Spring Ridge Middle School missed the reading standards for special education and limited-income students. It was the second year of below-standard performance for the school, placing it on a list of schools needing improvement.

Richardson said a "technical assistance team," made up of central office staff members and instruction supervisors, will work at the school, analyzing testing data and areas where teacher training could be improved as well as monitoring student progress. A similar program has been in place at Greenview Knolls Elementary, and Richardson said the intervention led to widespread improvement there on standardized tests.

"You can't just wait until this test comes around in the spring, you have to monitor year-round," she said.

Two schools in Southern Maryland -- Appeal Elementary in Calvert and Lexington Park Elementary in St.
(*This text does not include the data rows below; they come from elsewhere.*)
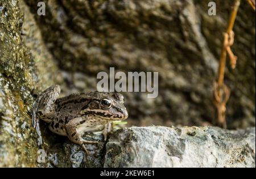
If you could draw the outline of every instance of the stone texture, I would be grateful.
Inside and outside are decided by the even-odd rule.
[[[36,1],[24,2],[36,14]],[[89,79],[85,84],[68,80],[69,89],[95,90],[97,74],[109,67],[125,73],[158,71],[158,97],[124,93],[131,123],[204,125],[214,119],[213,82],[233,1],[214,1],[216,16],[208,15],[208,1],[44,2],[46,15],[35,19],[46,46],[60,69]],[[232,90],[229,129],[255,126],[254,16],[242,1],[232,46],[237,67],[228,67],[225,78]]]
[[[43,122],[39,147],[31,117],[39,91],[54,84],[61,85],[62,96],[95,90],[97,73],[110,66],[159,71],[158,98],[124,93],[129,125],[210,125],[212,82],[228,1],[216,1],[214,17],[207,15],[203,1],[40,1],[47,5],[45,16],[37,15],[36,1],[0,0],[0,167],[103,166],[103,142],[88,145],[93,155],[87,157]],[[232,47],[238,66],[228,68],[226,78],[232,91],[230,129],[255,126],[254,16],[242,3]],[[100,135],[85,137],[101,140]],[[47,154],[44,163],[36,162],[41,148]]]
[[[255,128],[126,128],[107,143],[104,167],[255,167]]]

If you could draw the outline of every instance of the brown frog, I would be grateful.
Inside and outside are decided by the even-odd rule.
[[[49,123],[51,131],[68,136],[86,152],[85,143],[98,142],[84,140],[81,137],[84,133],[104,128],[102,134],[106,140],[111,130],[111,122],[128,117],[123,96],[119,93],[92,92],[58,99],[60,92],[60,87],[56,85],[38,96],[34,105],[34,127],[38,133],[39,120],[42,120]]]

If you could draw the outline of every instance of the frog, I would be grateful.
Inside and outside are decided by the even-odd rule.
[[[99,141],[85,140],[83,134],[102,130],[106,141],[112,123],[128,117],[123,96],[119,92],[95,91],[59,98],[60,91],[59,85],[52,86],[39,94],[34,104],[32,125],[40,138],[39,144],[39,120],[48,123],[52,132],[68,137],[89,154],[85,144]]]

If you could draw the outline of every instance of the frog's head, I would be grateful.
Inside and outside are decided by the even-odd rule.
[[[123,95],[118,92],[93,92],[90,102],[82,113],[107,120],[123,120],[128,117]]]

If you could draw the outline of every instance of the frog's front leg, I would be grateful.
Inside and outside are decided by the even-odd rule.
[[[105,125],[104,129],[102,131],[102,135],[104,137],[104,140],[106,141],[108,138],[108,134],[112,130],[112,122],[109,122]]]
[[[86,122],[86,117],[84,118],[82,117],[79,117],[70,120],[65,125],[65,127],[69,140],[71,140],[73,143],[81,146],[87,153],[87,154],[89,154],[84,144],[96,144],[98,143],[99,142],[84,140],[81,137],[81,134],[79,134],[77,131],[77,126]]]

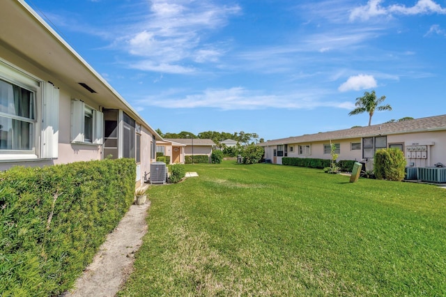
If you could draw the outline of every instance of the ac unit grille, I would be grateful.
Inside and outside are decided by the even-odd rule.
[[[165,183],[167,172],[166,163],[164,162],[151,164],[151,183]]]
[[[431,183],[446,183],[446,168],[419,167],[418,178]]]

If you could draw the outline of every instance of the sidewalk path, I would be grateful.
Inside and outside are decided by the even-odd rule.
[[[66,297],[112,297],[119,290],[132,272],[134,253],[147,231],[146,216],[150,201],[132,205],[116,229],[100,247],[93,263],[76,281],[75,289]]]

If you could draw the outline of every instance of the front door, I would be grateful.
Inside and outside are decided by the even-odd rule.
[[[172,163],[180,162],[180,148],[178,146],[174,146],[172,149]]]

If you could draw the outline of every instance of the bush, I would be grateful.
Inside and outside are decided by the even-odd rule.
[[[167,165],[170,164],[169,155],[162,155],[156,158],[156,162],[164,162]]]
[[[185,156],[184,162],[185,164],[192,164],[192,155],[187,155]],[[194,163],[208,163],[209,156],[208,155],[194,155]]]
[[[220,150],[215,150],[210,155],[210,160],[213,164],[220,164],[223,160],[223,152]]]
[[[376,151],[374,165],[377,178],[400,181],[406,174],[406,158],[398,148],[385,148]]]
[[[134,160],[0,173],[0,292],[60,296],[133,203]]]
[[[341,160],[337,162],[337,166],[341,169],[341,172],[351,172],[353,171],[355,162],[352,160]]]
[[[170,182],[176,183],[185,176],[186,171],[183,164],[172,164],[170,165]]]
[[[263,158],[265,151],[261,146],[255,144],[249,144],[243,149],[241,155],[243,158],[243,163],[255,164],[259,163]]]
[[[242,151],[242,148],[238,144],[235,146],[225,146],[223,148],[223,154],[225,156],[233,158],[240,155]]]
[[[323,169],[330,167],[331,160],[330,159],[317,159],[312,158],[282,158],[282,163],[284,165],[300,166],[301,167]]]

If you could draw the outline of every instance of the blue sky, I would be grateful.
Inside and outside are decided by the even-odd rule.
[[[163,132],[265,140],[446,112],[445,0],[26,0]]]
Mary's -- showed enough improvement for two consecutive years to be taken off the "school improvement" list.

At Appeal, the addition of Principal Laurie Haynie brought "new energy to the building and some new expectations," said Carol Reid, assistant superintendent for instruction in Calvert County.

"There were some very, very focused interventions in the areas of reading and math," Reid said. "And a determination on the part of that staff that they didn't like the label [of a struggling school]. They worked overtime to show that they were better than that."

The schools that dipped below the standards this year in Calvert -- Southern Middle School and Mill Creek Middle School -- failed to reach proficiency in special education reading, according to data from the state.

Overall, 14 percent of public schools in Maryland -- 199 out of 1,430 -- did not meet state requirements. Last year, 37 percent failed to reach the standards. This year's results are based on reading and math tests taken by third-, fifth-, and eighth-graders, as well as a 10th-grade reading test. Schools that continually fail to reach the standards may have to pay for tutoring their students or allow children to transfer to higher-performing schools.

The challenge to meet state standards will only become tougher in coming years, as the performance bar is raised several percentage points. By 2014, all students will be expected to reach proficiency levels.

"It never stops," Richmond said. "You can't go backwards, we've got to continue to go forward."